# Minimal phase space volume $h^3$ out of Heisenberg's principle

So the explanation in my text book is this: we have a phase space volume $\Delta x\Delta y\Delta z\Delta p_x\Delta p_y\Delta p_z$. Now they state that Heisenberg's uncertainty principle states $\Delta p_x\Delta x\geq h$ so our minimal phase space volume is $h^3$.

However, shouldn't Heisenberg's uncertainty principle be $\Delta p_x\Delta x \geq \frac{h}{4\pi}$?

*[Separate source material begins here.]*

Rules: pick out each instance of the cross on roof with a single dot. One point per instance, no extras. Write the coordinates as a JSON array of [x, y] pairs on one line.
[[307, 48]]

If you take a particle in a box (3D infinite square well), then the density of momentum states per unit volume is given by $$g(p)\ dp = g_s\ \frac{4\pi p^2}{h^3}\ dp,$$ where $g_s$ is a spin degeneracy factor (e.g. $g_s=2$ for electrons, protons etc. because they can have 2 spin states per momentum state). This means that the volume of phase space occupied by one momentum state must be $h^3$.
The treatment you give in your question is a rough attempt to justify this result in terms of the (usually) more familiar Heisenberg uncertainty principle. Such a treatment cannot be exact since for a particle in a 1D infinite potential well, the product of uncertainty in momentum and position is actually given by $$\Delta p \Delta x = \frac{h}{4\pi} \left(\frac{n^2 \pi^2}{3} - 2\right)^{1/2}$$ (see this link), where $n \geq 1$ is the principle quantum number and thus the product of momentum and position uncertainty is always bigger than $h/4\pi$ and would then need to be averaged in some way over all the momentum states.